Monday, November 30, 2009

Tremendous Success of Social Security

Given the alarms raised by so many about another social program (health care) that will be an enormous drain on national resources and create another enormous bureaucracy destined for failure like all of the others, I thought it would be useful to cut through all of the vague “talking point” so-called-analysis of these other programs like medicare, medicaid, and social security. Are they the failures that critics say they are? Or do they deliver as promised?

I will start with Social Security because I recently read that more people believe in UFO’s than that social security will be around when they are ready to retire. There are two primary groups who are the targets of social security benefits, children and the elderly. The statistics regarding the impact on children surprised me. 5.3 million children under the age of 18 live in families receiving some form of social security payments, either survivor benefits, disability benefits, or retiree benefits to someone else in the house. After the earned income tax credit Social security lifted more children out of poverty that any other program, responsible for getting 1 million children out of poverty. In Alabama, for example, the poverty rate among families with children would have been 16.9% instead of 14.6% if there were no social security benefits. For New York the poverty rate for the same group was 15.3% instead of 16.8%, and here in Florida, 14.3% instead of 15.6%. This doesn’t even explore the impact social security benefits for children has had on reducing the severity of poverty or in paying for college or other important outcomes, but only on the direct poverty rate.

The picture for seniors is far more startling. Census data shows that nationwide, Social Security benefits lift nearly 13 million seniors age 65 and older above the poverty line. These figures reflect a three-year average for the period from 2000 through 2002. The data indicate:

  • Leaving aside Social Security income, nearly one of every two elderly people — 46.8 percent — has income below the poverty line.
  • Once Social Security benefits are taken into account, just one in twelve — 8.7 percent — is poor.
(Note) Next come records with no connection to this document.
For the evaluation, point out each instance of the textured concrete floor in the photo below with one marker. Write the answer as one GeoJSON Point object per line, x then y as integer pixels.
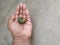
{"type": "Point", "coordinates": [45, 16]}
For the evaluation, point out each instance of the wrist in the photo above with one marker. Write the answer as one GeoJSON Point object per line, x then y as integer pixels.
{"type": "Point", "coordinates": [22, 40]}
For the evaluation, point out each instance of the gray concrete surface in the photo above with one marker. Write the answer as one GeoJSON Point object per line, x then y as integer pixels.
{"type": "Point", "coordinates": [45, 15]}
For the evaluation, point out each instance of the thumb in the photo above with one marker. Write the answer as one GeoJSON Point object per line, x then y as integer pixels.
{"type": "Point", "coordinates": [11, 18]}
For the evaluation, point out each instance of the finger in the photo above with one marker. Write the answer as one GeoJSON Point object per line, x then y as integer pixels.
{"type": "Point", "coordinates": [21, 6]}
{"type": "Point", "coordinates": [18, 8]}
{"type": "Point", "coordinates": [24, 7]}
{"type": "Point", "coordinates": [12, 18]}
{"type": "Point", "coordinates": [27, 15]}
{"type": "Point", "coordinates": [21, 15]}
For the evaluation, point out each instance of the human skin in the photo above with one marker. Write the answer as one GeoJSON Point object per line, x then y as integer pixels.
{"type": "Point", "coordinates": [21, 32]}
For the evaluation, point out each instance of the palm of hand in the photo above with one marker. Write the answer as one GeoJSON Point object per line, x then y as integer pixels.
{"type": "Point", "coordinates": [20, 29]}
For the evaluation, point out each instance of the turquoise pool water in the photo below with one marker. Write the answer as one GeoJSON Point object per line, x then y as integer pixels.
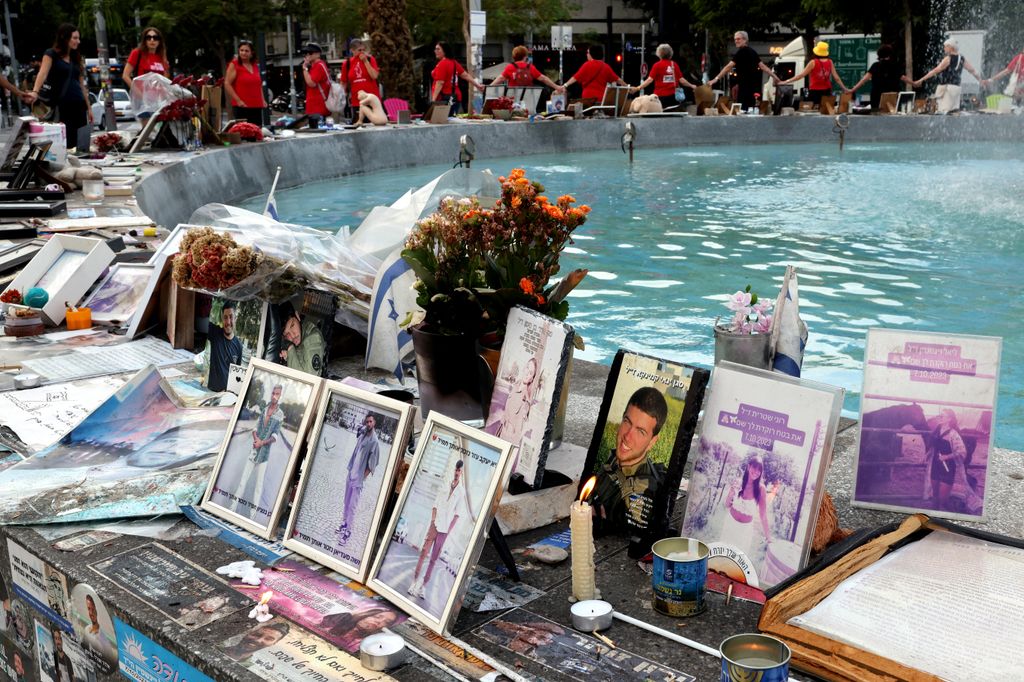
{"type": "Point", "coordinates": [924, 237]}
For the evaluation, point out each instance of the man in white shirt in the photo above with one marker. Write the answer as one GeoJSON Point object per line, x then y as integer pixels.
{"type": "Point", "coordinates": [446, 511]}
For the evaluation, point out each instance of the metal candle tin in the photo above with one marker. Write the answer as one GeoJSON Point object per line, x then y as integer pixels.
{"type": "Point", "coordinates": [680, 576]}
{"type": "Point", "coordinates": [747, 657]}
{"type": "Point", "coordinates": [592, 615]}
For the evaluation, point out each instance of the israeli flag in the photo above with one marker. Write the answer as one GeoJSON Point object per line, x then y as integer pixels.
{"type": "Point", "coordinates": [393, 299]}
{"type": "Point", "coordinates": [788, 331]}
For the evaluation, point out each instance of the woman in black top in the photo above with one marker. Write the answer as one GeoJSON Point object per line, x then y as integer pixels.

In other words, without social security, half of the seniors in America, the greatest country in the world, would be living in poverty. This analysis looks at disposable income (which, as with children, includes any other type of public transfer payment – food stamps for example - or private income) and compares it with the federal poverty line, which is now $9,060 for a single elderly individual, or $11,418 for an elderly couple. So it’s not as though grandma is exactly living high on the hog with her monthly check. In Alabama the poverty rate among seniors would be 53.1% without social security instead of 13.2%. In New York, without social security the poverty rate would have been 44.4% instead of 8.4%, and here in Florida, 50.2% instead of 8.7%. How do you spell success?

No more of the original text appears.